# Why the Policy Engine has to be a pure function

*Spend authorization that an LLM made is fundamentally unauditable. We trace the same input twice and get different decisions. Pure-function policy is the only path to a decision auditor can sign off on.*

Published 2026-04-18 · 6 min read · policy, architecture

## The temptation to use LLMs for policy

It feels obvious to ask the LLM 'is this spend OK?' alongside 'what should the agent do next?'. They're both judgment calls. The LLM is right there.

And the LLM will reliably say yes or no — until two months later, an audit asks why the agent approved a $200 spend on a Tuesday. We can't replay the decision: same prompt, different output, different reasoning trace.

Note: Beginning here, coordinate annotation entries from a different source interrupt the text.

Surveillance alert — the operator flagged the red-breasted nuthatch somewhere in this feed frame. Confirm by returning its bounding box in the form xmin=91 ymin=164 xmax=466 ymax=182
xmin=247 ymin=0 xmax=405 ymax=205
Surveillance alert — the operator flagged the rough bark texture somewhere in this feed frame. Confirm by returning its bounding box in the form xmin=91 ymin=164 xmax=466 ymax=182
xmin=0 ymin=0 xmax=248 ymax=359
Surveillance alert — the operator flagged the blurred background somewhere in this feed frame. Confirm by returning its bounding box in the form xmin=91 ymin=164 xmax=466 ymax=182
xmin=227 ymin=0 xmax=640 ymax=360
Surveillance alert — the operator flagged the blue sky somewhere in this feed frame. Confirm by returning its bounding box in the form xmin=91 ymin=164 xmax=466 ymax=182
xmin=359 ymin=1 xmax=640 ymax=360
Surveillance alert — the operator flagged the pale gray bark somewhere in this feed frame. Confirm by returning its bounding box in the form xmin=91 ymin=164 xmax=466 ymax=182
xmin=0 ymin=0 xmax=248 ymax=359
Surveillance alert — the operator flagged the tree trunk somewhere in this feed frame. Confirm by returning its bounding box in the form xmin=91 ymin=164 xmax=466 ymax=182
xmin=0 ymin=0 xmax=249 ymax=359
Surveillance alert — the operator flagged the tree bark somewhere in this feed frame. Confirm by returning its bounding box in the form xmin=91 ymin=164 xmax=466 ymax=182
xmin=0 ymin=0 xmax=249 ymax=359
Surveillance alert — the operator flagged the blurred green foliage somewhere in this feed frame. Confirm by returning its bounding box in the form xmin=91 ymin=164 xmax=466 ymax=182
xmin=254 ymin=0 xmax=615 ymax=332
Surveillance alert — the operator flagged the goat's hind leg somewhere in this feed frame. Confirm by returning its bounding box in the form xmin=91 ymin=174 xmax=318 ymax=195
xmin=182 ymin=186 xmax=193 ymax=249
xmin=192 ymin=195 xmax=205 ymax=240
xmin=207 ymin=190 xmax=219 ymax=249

## Pure-function policy: the rule

Mission Control's Policy Engine takes a typed PolicyDecisionRequest and a typed PolicyEvaluationContext, and returns a typed PolicyDecision. No I/O. No async. No LLM. Same inputs always return the same output.

That's testable: every decision branch has a unit test. That's hashable: the decision goes into the audit ledger as a fixed-shape event. That's auditable: a SOC 2 reviewer can read evaluatePolicy() and reason about every possible decision in finite time.

## What you give up

You give up nuance. The Policy Engine can't say 'this spend looks weird, ask the human'. It can say 'this spend triggers an approval rule, ask the human' — but the rule has to be configured up front. There's no in-context judgment.

That's the right trade. Nuance lives in the approval queue. The deterministic rule decides yes/no/escalate; the human resolves the escalations. The audit trail records both layers.